Keras defines separate activation layers for the most common use cases, including LeakyReLU
, ThresholdReLU
, ReLU
(which is a generic version that supports all ReLU parameters), among others. See the full documentation here: https://keras.io/api/layers/activation_layers
Example usage with the Sequential model:
import tensorflow as tf
model = tf.keras.models.Sequential()
model.add(tf.keras.layers.InputLayer(10))
model.add(tf.keras.layers.Dense(16))
model.add(tf.keras.layers.LeakyReLU(0.2))
model.add(tf.keras.layers.Dense(1))
model.add(tf.keras.layers.Activation(tf.keras.activations.sigmoid))
model.compile('adam', 'binary_crossentropy')
If the activation parameter you want to use is unavailable as a predefined class, you could use a plain lambda
expression as suggested by @Thomas Jungblut:
from tensorflow.keras.layers import Activation
model.add(Activation(lambda x: tf.keras.activations.relu(x, alpha=0.2)))
However, as noted by @leenremm in the comments, this fails when trying to save or load the model. As suggested you could use the Lambda
layer as follows:
from tensorflow.keras.layers import Activation, Lambda
model.add(Activation(Lambda(lambda x: tf.keras.activations.relu(x, alpha=0.2))))
However, the Lambda
documentation includes the following warning:
WARNING: tf.keras.layers.Lambda
layers have (de)serialization limitations!
The main reason to subclass tf.keras.layers.Layer
instead of using a Lambda
layer is saving and inspecting a Model. Lambda
layers are saved by serializing the Python bytecode, which is fundamentally non-portable. They should only be loaded in the same environment where they were saved. Subclassed layers can be saved in a more portable way by overriding their get_config
method. Models that rely on subclassed Layers are also often easier to visualize and reason about.

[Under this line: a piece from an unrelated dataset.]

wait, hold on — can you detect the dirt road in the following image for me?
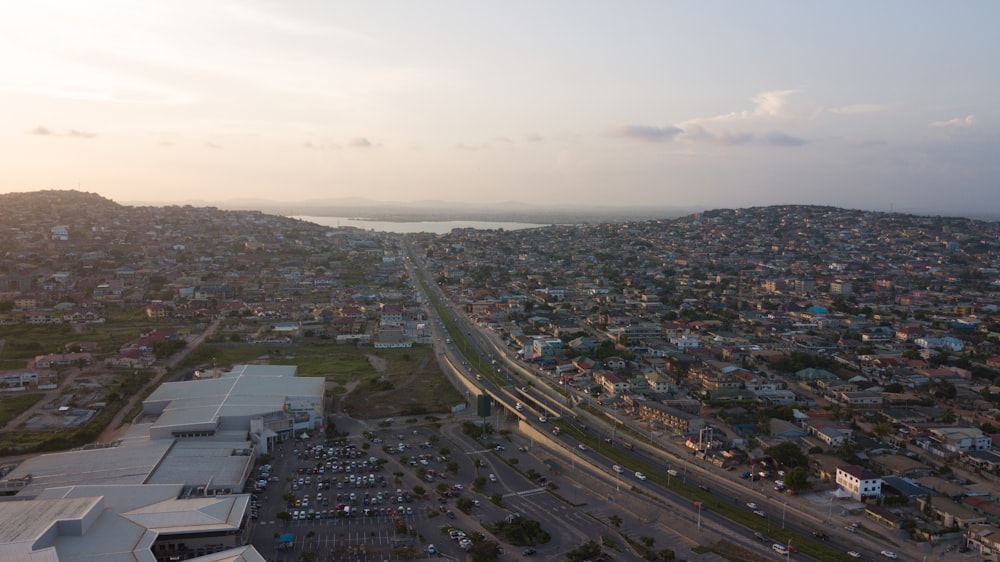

As such, the best method for activations not already provided by a layer is to subclass tf.keras.layers.Layer
instead. This should not be confused with subclassing object
and overriding __call__
as done in @Anonymous Geometer's answer, which is the same as using a lambda
without the Lambda
layer.
Since my use case is covered by the provided layer classes, I'll leave it up to the reader to implement this method. I am making this answer a community wiki in the event anyone would like to provide an example below.